Encephalitis is a serious neurological condition; delayed diagnosis of encephalitis can cause significant mortality and morbidity. Even timely treatment may not be enough to save the patient. In this article we report a case of herpes encephalitis which was treated and discharged from the intensive care unit with cure, but readmitted with status epilepticus with a relapse of encephalitis. Herpes relapse was dismissed by PCR and although the diagnostic workup was inconclusive the patient was diagnosed as autoimmune encephalitis. The patient’s seizures couldn't be controlled for 175 days and all treatment attempts failed to reverse the clinical situation. The patient was lost during the intensive care treatment.
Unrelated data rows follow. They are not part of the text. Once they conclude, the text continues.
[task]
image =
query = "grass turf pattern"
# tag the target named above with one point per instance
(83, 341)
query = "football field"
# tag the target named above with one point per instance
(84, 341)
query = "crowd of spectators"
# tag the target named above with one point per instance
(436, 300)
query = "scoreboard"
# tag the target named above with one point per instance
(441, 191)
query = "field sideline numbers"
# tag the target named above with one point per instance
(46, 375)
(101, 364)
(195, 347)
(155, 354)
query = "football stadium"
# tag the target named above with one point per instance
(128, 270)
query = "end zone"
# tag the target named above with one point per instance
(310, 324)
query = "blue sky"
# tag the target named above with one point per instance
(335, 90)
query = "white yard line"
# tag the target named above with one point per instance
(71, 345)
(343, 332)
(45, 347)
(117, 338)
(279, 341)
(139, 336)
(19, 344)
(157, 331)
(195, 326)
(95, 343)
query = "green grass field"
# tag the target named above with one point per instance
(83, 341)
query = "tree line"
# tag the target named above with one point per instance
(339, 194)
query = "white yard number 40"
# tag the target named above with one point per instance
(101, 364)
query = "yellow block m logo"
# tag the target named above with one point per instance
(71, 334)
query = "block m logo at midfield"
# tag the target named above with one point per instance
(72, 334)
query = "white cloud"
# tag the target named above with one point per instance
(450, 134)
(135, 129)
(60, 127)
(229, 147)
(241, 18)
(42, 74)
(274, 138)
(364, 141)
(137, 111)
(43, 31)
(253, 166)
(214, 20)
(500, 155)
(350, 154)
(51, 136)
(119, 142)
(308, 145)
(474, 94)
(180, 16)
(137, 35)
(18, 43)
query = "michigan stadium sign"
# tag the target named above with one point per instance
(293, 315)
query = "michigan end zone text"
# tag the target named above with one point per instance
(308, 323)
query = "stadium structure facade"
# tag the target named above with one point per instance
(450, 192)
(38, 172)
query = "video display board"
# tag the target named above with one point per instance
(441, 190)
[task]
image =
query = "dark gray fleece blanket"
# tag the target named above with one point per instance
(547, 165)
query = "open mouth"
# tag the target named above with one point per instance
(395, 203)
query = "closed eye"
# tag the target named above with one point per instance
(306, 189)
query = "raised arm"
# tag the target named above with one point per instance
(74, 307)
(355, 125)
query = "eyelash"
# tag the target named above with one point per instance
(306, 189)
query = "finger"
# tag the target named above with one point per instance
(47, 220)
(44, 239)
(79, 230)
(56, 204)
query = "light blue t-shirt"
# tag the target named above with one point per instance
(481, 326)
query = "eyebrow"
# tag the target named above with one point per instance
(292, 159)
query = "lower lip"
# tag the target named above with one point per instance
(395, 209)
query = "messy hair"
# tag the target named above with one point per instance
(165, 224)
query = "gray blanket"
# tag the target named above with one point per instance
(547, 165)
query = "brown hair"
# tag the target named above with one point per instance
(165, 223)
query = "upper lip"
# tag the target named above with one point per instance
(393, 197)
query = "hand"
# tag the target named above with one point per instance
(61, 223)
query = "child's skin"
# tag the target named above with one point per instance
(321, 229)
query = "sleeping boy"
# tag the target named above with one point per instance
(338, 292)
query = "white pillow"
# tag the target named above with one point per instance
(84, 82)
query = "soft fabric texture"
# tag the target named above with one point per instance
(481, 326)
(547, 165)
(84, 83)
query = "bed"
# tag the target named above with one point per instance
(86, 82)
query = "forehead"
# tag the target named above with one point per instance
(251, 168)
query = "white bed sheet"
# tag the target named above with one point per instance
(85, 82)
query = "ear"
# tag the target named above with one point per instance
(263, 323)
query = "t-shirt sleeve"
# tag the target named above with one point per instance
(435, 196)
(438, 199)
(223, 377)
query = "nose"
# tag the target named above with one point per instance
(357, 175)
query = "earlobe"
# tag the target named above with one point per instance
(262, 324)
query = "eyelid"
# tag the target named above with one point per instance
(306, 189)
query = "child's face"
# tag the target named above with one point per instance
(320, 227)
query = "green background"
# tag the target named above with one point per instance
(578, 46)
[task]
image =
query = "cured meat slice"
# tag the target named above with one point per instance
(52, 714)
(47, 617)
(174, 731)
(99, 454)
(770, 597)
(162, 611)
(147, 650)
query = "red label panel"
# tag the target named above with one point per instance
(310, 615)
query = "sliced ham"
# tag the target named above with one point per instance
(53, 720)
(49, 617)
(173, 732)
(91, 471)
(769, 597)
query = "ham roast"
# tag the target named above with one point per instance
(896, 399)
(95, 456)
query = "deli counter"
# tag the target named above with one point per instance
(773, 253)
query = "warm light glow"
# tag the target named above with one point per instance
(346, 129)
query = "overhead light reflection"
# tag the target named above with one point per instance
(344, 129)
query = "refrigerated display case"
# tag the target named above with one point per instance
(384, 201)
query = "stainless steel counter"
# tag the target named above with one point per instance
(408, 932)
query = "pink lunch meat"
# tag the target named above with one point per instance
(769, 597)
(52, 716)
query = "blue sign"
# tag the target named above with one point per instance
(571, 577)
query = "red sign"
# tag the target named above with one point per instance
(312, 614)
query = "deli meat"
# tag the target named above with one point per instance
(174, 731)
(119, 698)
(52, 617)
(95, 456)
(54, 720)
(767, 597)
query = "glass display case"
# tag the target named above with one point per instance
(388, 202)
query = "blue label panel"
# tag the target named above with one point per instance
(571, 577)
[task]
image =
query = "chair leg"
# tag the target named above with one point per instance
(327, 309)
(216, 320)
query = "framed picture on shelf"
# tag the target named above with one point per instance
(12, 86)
Keywords: Encephalitis, Herpes simplex, Autoimmune, Status epilepticus

VGKC, Voltage-gated Potassium Channel; NMDAR, N-methyl, D-aspartate Receptor; LGI 1, Leucin-Rich Glioma-Inactivated-1; CASPR 2, Contact in-Associated Protein-2; SE, Status Epilepticus; WBC, White Blood Count; ALT, Alanine Transaminases; AST, Aspartate Transaminases; HSV-1: Herpes Simplex Virus; PCR, Polymerase Chain Reaction; EEG, Electro Encephalogram; CT, Computed Tomography; CJD, Creutzfeldt-Jakob Disease; ECT, Electro Convulsive Therapy; CPT2, Carnitine Palmitoyl Transferase II

Encephalitis is a serious neurological condition, which must be diagnosed and treated immediately. Delayed diagnosis of encephalitis can cause significant mortality and morbidity.^1,2 It may not always be possible to identify the underlying etiology. Acute encephalitis has wide variety of clinical manifestations. Patients may have mild symptoms like diminished consciousness or they may have mortal clinical course complicating with coma, seizures and even multi-organ failure.³ Infections are common causes of encephalitis. Viruses constitute a major proportion of infectious encephalitis. Herpes simplex (90 % HSV-1) is the leading pathogen of viral encephalitis. Its incidence for United States is 2000 cases per year.⁴ But recently non-infectious etiologies are increasingly acknowledged by the intensive care practitioners.²

The emphasis and awareness about autoimmune etiology for encephalitis has extended significantly in updated literature.⁵ To our knowledge, auto antibodies against surface neuronal proteins are likely to be responsible for autoimmune encephalitis syndromes. Often these antibodies target against the voltage-gated potassium channel (VGKC) and N-methyl, D-aspartate receptor (NMDAR), and recent studies showed that VGKC is not a single target for antibodies but it is the ‘VGKC-complex, which they aim. VGKC-complex is found tightly within the mammalian brain membranes and made up of leucine-rich glioma-inactivated-1 (LGI1), contact in-associated protein-2 (CASPR2) and contactin-2.⁶ In this report we present a mortal case of acute autoimmune encephalitis, which was preceded by herpes encephalitis (Figure 1), manifested with refractory status epilepticus (SE) unresponsive to any given therapy. Although the knowledge is intense about acute encephalitis in literature, this young adult with encephalitis was not consistent with any other subtypes.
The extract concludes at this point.